For channel  $\rm B$  the Dirac weights are  $1/(1+0.5^2) = 0.8$  $($for  $\tau = 0)$  and  $0.2$  $($for  $\tau = 1 \ \rm µ s)$.

  • According to the  basic laws  of statistics, the non-central first and second order moments are:
$$m_{\rm 1} \hspace{-0.1cm} \ = \ \hspace{-0.1cm} 0.8 \cdot 0 + 0.2 \cdot 1\,{\rm µ s} = 0.2\,{\rm µ s} \hspace{0.05cm},\hspace{0.5cm} m_{\rm 2} \hspace{-0.1cm} \ = \ \hspace{-0.1cm} 0.8 \cdot 0^2 + 0.2 \cdot (1\,{\rm µ s})^2 = 0.2\,({\rm µ s})^2 \hspace{0.05cm}.$$
$$\sigma_{\rm V}^2 = m_{\rm 2} - m_{\rm 1}^2 = 0.2\,({\rm µ s})^2 - (0.2\,{\rm µ s})^2 = 0.16\,({\rm µ s})^2 \hspace{0.3cm}\Rightarrow \hspace{0.3cm}T_{\rm V} = \sigma_{\rm V} \hspace{0.15cm}\underline {= 0.4\,{\rm µ s}}\hspace{0.05cm}.$$


(4)  The frequency correlation function is the Fourier transform of  ${\it \Phi}_{\rm V}(\tau) = \delta(\tau) + \delta(\tau \, – \tau_0)$:

$$\varphi_{\rm F}(\Delta f) = 1 + {\rm exp}(-{\rm j} \cdot 2\pi \cdot \Delta f \cdot \tau_0) = 1 + {\rm cos}(2\pi \cdot \Delta f \cdot \tau_0) -{\rm j} \cdot {\rm sin}(2\pi \cdot \Delta f \cdot \tau_0) $$
Frequency correlation function and coherence bandwidth
$$\Rightarrow \hspace{0.3cm} |\varphi_{\rm F}(\Delta f)| = \sqrt{2 + 2 \cdot {\rm cos}(2\pi \cdot \Delta f \cdot \tau_0) }\hspace{0.05cm}.$$
  • The maximum at  $\Delta f = 0$  is equal to  $2$.
  • Therefore the equation to determine $B_{\rm K}$ is
$$|\varphi_{\rm F}(B_{\rm K})| = 1 \hspace{0.3cm} \Rightarrow \hspace{0.3cm}|\varphi_{\rm F}(B_{\rm K})|^2 = 1 $$
$$ \Rightarrow \hspace{0.3cm}2 + 2 \cdot {\rm cos}(2\pi \cdot B_{\rm K} \cdot \tau_0) = 1 \hspace{0.3cm} \Rightarrow \hspace{0.3cm}{\rm cos}(2\pi \cdot B_{\rm K} \cdot \tau_0) = -0.5 \hspace{0.3cm} $$
$$\Rightarrow \hspace{0.3cm}2\pi \cdot B_{\rm K} \cdot \tau_0 = \frac{2\pi}{3}\hspace{0.3cm} \Rightarrow \hspace{0.3cm}B_{\rm K} = \frac{1}{3\tau_0} = 333\,{\rm kHz}\hspace{0.05cm}.$$

Solution 1 is correct.  The graph (blue curve) illustrates the result.

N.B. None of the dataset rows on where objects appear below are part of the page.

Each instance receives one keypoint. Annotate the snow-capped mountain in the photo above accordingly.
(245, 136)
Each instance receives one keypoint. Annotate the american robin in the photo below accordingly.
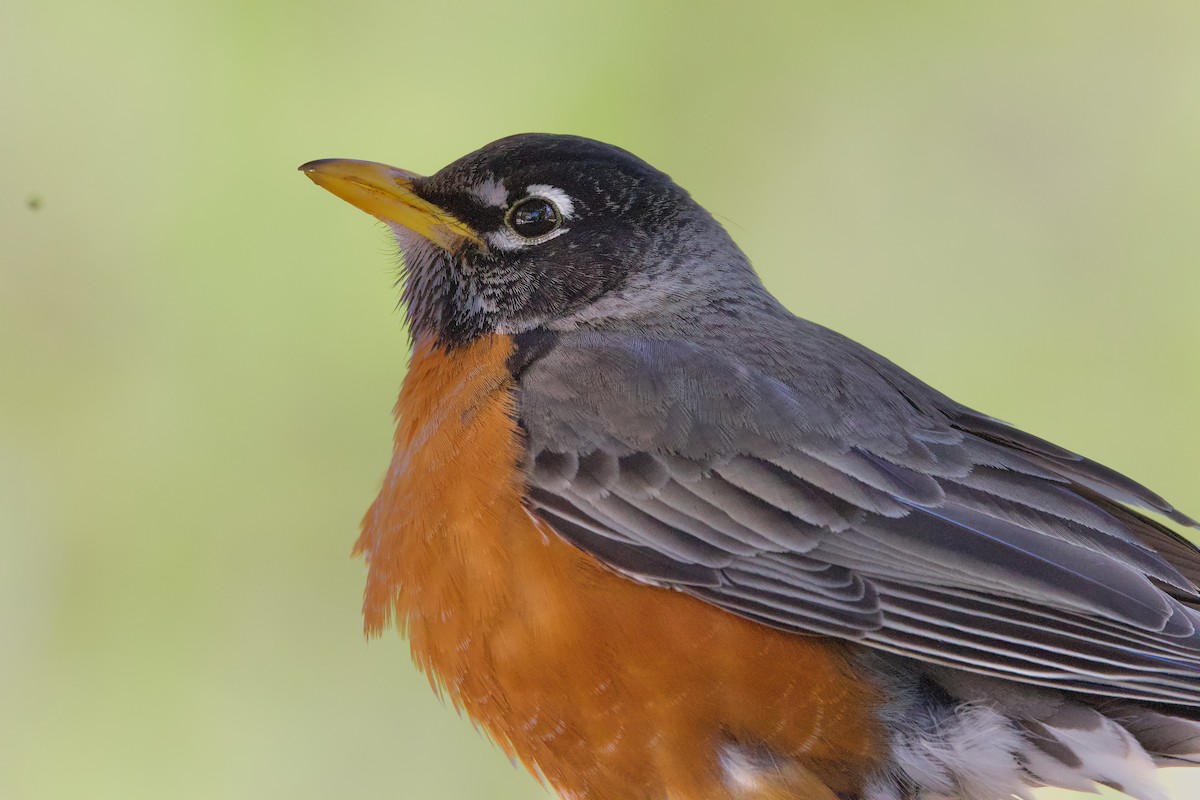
(664, 540)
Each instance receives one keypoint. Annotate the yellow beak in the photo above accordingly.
(387, 192)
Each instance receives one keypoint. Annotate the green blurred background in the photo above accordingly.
(199, 349)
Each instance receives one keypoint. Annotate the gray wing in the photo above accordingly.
(861, 504)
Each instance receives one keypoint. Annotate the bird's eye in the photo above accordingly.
(533, 217)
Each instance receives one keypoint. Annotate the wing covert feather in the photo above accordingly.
(927, 529)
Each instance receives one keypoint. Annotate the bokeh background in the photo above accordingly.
(199, 349)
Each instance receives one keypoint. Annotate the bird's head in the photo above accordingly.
(539, 230)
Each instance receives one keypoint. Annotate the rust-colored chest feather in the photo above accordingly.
(607, 687)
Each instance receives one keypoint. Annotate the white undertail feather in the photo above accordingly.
(1093, 749)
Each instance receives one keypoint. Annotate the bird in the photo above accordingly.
(664, 540)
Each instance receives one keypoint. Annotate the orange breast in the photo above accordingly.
(607, 687)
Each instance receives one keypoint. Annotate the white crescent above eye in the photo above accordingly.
(505, 239)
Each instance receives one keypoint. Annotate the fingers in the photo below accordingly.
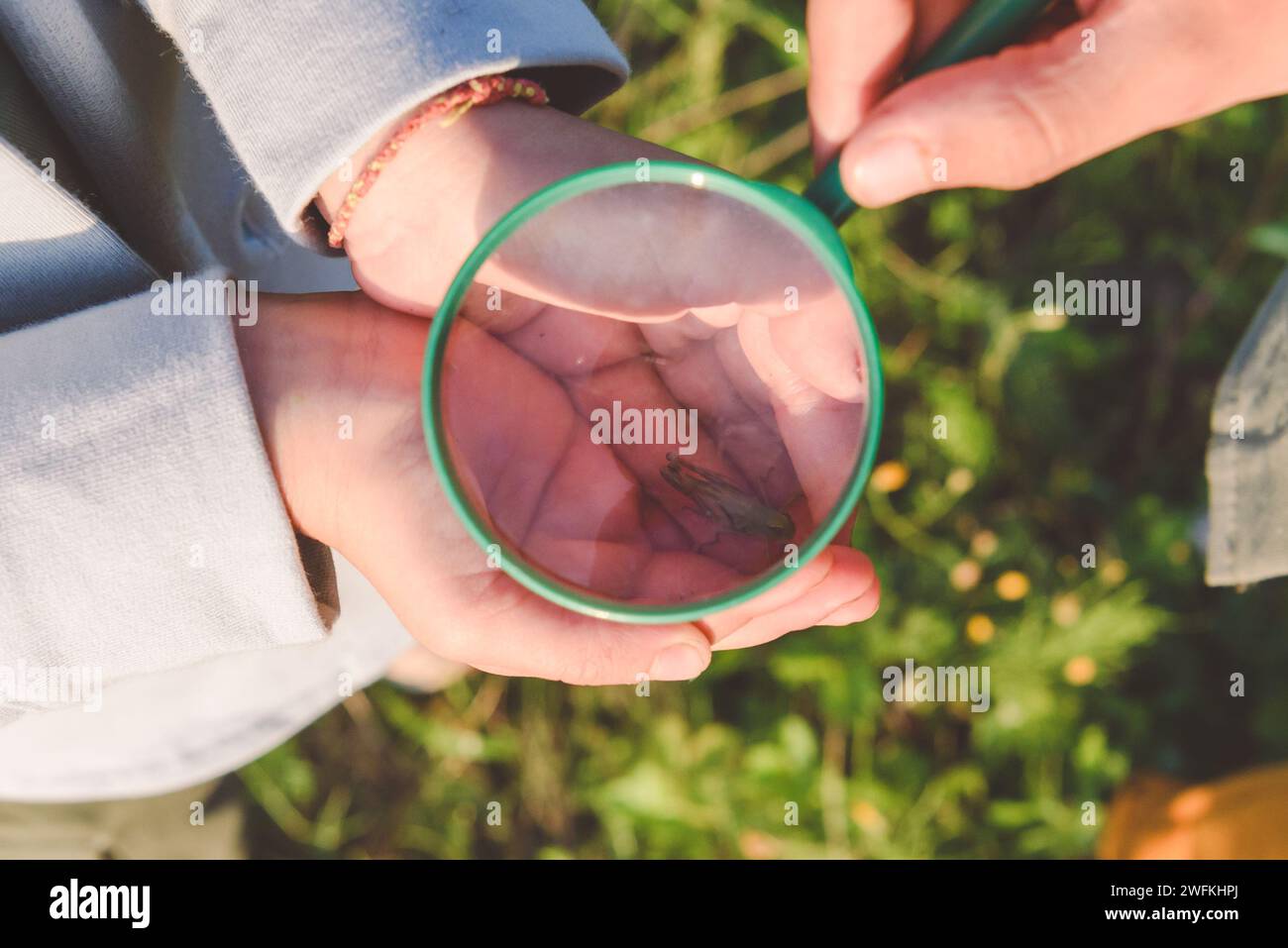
(523, 635)
(836, 587)
(854, 53)
(1031, 111)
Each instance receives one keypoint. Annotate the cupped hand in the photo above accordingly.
(1121, 69)
(326, 364)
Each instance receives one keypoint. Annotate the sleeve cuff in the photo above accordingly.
(299, 90)
(141, 524)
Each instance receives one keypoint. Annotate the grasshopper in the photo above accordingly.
(720, 500)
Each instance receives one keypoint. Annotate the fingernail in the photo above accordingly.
(888, 171)
(678, 664)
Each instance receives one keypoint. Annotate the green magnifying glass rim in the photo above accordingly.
(791, 211)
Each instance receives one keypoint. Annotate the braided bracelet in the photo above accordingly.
(451, 106)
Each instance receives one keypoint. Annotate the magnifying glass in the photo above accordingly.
(673, 427)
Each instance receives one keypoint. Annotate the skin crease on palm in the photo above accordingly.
(376, 498)
(1003, 121)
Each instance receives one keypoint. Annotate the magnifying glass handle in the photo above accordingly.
(983, 29)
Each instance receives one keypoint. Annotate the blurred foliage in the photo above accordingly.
(1063, 432)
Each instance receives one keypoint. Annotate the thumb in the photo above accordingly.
(1030, 112)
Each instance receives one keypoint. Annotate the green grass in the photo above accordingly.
(1089, 433)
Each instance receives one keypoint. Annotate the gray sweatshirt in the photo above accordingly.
(160, 621)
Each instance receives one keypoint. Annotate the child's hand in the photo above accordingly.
(1125, 69)
(320, 364)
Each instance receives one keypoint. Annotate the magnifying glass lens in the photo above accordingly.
(652, 393)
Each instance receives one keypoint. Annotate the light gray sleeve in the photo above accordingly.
(1247, 459)
(297, 86)
(141, 526)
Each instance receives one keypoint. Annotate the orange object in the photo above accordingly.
(1239, 817)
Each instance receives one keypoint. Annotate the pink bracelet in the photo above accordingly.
(454, 103)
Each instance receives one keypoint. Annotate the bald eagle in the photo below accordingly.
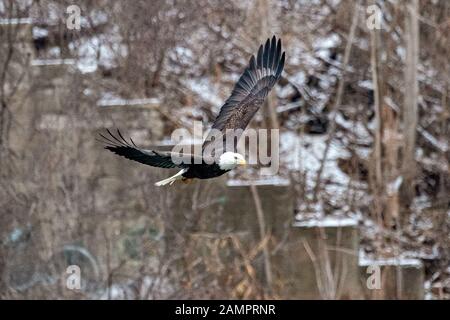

(5)  For channel  ${\rm B}$  the corresponding equations are

$${\it \Phi}_{\rm V}(\tau) \hspace{-0.1cm} \ = \ \hspace{-0.1cm} 1^2 \cdot \delta(\tau) + (-0.5)^2 \cdot \delta(\tau - \tau_0) \hspace{0.05cm},\hspace{0.05cm}$$
$$\varphi_{\rm F}(\Delta f) \hspace{-0.1cm} \ = \ \hspace{-0.1cm} 1 + 0.25 \cdot {\rm cos}(2\pi \cdot \Delta f \cdot \tau_0) -{\rm j} \cdot 0.25 \cdot {\rm sin}(2\pi \cdot \Delta f \cdot \tau_0)\hspace{0.05cm},$$
$$|\varphi_{\rm F}(\Delta f)| \hspace{-0.1cm} \ = \ \sqrt{\frac{17}{16} + \frac{1}{2} \cdot {\rm cos}(2\pi \cdot \Delta f \cdot \tau_0) }\hspace{0.3cm}$$
$$\Rightarrow \hspace{0.3cm}{\rm Max}\hspace{0.1cm}|\varphi_{\rm F}(\Delta f)| = 1.25\hspace{0.05cm},\hspace{0.2cm}{\rm Min}\hspace{0.1cm}|\varphi_{\rm F}(\Delta f)| = 0.75\hspace{0.05cm}.$$

You can see from this result that the  $50\%$–coherence bandwidth cannot be specified here   ⇒   solution 4 is correct.


This result is the reason why there are different definitions for the coherence bandwidth in the literature, for example

  • the  $90\%$–coherence bandwidth  $($in the example  $B_{\rm K, \hspace{0.03cm} 90\%} =184 \ \ \rm kHz$$)$,
  • the very simple approximation  $B_{\rm K}\hspace{0.01cm}'$  given above  $($in the example  $B_{\rm K}\hspace{0.01cm}' =1 \ \ \rm MHz)$.


You can see from these numerical values that all the information on this topic is very vague and that the individual "coherence bandwidths" can be very different.